16.8.6.9 MANAGEMENT AND PERSONNEL:

A. Adoption of food code parts 2-1, 2-3 and 2-4 and section 2-103.11. Except as otherwise provided, parts 2-1, 2-3 and 2-4 and section 2-103.11 of the 2017 United States food and drug administration model food code is hereby adopted and incorporated in its entirety.

B. A licensee shall have written procedures for employees to follow when responding to vomiting or diarrheal events that involve the discharge of vomitus or fecal matter onto surfaces in the edible cannabis manufacturing facility.

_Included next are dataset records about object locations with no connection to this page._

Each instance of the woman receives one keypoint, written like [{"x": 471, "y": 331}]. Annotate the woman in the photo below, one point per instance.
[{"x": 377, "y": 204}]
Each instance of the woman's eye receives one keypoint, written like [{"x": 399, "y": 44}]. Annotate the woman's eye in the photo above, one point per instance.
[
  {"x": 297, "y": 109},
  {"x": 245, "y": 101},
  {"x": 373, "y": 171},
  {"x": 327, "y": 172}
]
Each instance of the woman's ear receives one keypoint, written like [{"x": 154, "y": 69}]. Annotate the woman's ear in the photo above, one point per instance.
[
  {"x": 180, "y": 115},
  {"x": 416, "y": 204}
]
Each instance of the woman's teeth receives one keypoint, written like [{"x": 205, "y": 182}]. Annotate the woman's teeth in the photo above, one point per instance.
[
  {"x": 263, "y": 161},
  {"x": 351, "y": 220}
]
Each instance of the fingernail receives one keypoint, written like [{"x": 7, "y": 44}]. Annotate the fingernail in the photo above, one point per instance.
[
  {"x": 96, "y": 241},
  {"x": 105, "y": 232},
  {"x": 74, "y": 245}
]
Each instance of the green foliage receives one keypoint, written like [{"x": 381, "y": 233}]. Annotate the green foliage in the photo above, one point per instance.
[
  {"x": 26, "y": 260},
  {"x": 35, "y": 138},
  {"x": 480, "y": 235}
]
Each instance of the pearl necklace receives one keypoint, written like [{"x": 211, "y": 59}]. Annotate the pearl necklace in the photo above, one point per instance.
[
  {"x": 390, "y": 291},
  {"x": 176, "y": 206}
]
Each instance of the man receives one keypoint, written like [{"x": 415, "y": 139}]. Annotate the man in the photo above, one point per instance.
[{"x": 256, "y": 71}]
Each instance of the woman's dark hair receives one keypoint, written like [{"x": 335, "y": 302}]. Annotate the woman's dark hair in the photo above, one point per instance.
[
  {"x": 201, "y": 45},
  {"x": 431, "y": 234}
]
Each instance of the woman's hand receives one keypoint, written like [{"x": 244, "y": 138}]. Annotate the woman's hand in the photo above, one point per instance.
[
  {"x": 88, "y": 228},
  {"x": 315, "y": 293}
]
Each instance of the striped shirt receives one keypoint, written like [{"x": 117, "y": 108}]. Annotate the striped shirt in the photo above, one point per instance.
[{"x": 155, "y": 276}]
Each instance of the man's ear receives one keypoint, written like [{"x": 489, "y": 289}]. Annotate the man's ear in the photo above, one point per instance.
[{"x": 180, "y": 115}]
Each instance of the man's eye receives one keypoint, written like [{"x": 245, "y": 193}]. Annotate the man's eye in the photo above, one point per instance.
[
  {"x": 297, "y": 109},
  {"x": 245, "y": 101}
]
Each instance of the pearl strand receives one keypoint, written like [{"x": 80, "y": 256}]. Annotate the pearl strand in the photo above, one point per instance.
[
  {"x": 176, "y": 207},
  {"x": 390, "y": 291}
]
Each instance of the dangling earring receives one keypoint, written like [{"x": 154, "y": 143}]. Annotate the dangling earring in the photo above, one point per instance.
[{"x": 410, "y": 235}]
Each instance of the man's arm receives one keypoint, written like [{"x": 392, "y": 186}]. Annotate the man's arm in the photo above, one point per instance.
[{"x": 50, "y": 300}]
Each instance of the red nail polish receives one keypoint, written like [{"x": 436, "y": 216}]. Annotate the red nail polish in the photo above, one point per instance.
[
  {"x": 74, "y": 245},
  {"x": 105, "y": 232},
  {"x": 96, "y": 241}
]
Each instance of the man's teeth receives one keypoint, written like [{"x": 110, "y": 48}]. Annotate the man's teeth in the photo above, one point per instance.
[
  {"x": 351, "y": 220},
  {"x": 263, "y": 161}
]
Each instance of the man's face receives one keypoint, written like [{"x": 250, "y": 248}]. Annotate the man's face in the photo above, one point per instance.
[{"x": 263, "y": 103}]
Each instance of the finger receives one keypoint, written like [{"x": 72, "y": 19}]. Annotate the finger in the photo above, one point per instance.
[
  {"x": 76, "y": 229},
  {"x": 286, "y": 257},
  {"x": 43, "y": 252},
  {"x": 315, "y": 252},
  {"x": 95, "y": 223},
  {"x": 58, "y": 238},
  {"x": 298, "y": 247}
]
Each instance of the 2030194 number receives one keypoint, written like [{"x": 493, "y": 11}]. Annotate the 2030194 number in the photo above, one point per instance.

The procedures shall be maintained onsite and address the specific actions employees must take to minimize the spread of contamination and the exposure of employees, consumers, food, and surfaces to vomitus or fecal matter.

C. Except as otherwise provided, the licensee shall be the person in charge or shall designate a person in charge and shall ensure that a person in charge is present at the cannabis manufacturer facility during all hours of operation.

D. If edible or topical cannabis products or edible or topical cannabis finished products are manufactured as part of a vertically integrated cannabis establishment or integrated cannabis microbusiness that is the legal responsibility of the same licensee and that are located on the same licensed premises, the licensee may designate a single person in charge who is present on the licensed premises during all hours of operation.

E. The person in charge shall have the education, training, or experience necessary to supervise the production of clean and safe edible or topical cannabis products or edible or topical cannabis finished products and ensure the cannabis manufacturer remains in compliance with this part, division rules, and the act at all times.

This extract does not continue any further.